“Buy it with health, strength, and resolution,
And pay for it, a robust constitution.”
Preface to the Cook’s Cookery, 1758.
See the preface to “The Cook’s Cookery,” p. 9. This work, which is very scarce, was, we believe, written to develope the mistakes in what he calls “The Thousand Errors,” i. e. “The Lady’s Cookery,” i. e. Mrs. Glasse’s, i. e. Sir John Hill’s.
[61-*] “He who will not be cheated a little, must be content to be abused a great deal: the first lesson in the art of comfortable economy, is to learn to submit cheerfully to be imposed upon in due proportion to your situation and circumstances: if you do not, you will continually be in hot water.
“If you think a tradesman has imposed upon you, never use a second word, if the first will not do, nor drop the least hint of an imposition. The only method to induce him to make an abatement is the hope of future favours. Pay the demand, and deal with the gentleman no more: but do not let him see that you are displeased, or, as soon as you are out of sight, your reputation will suffer as much as your pocket has.”—Trusler’s Way to be Rich, 8vo. 1776, p. 85.
[63-*] Says Tom Thrifty, “except catching of fleas.” See T. T.’s Essay on Early Rising.

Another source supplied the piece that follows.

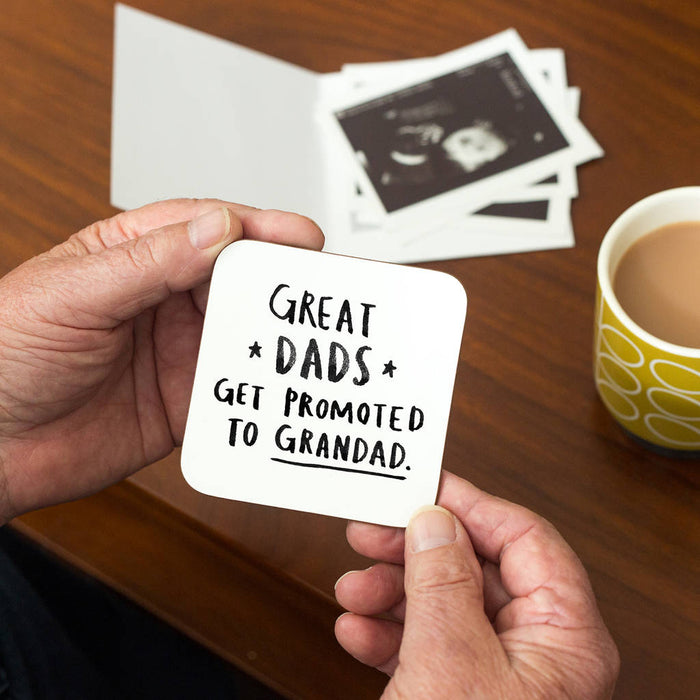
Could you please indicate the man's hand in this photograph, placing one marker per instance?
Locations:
(99, 339)
(491, 603)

[64-*] N.B. “If you will take half the pains to deserve the regard of your master and mistress by being a good and faithful servant, you take to be considered a good fellow-servant, so many of you would not, in the decline of life, be left destitute of those comforts which age requires, nor have occasion to quote the saying that ‘Service is no inheritance,’ unless your own misconduct makes it so.
“The idea of being called a tell-tale has occasioned many good servants to shut their eyes against the frauds of fellow-servants.
“In the eye of the law, persons standing by and seeing a felony committed, which they could have prevented, are held equally guilty with those committing it.”—Dr. Trusler’s Domestic Management, p. 12, and Instructions to Servants.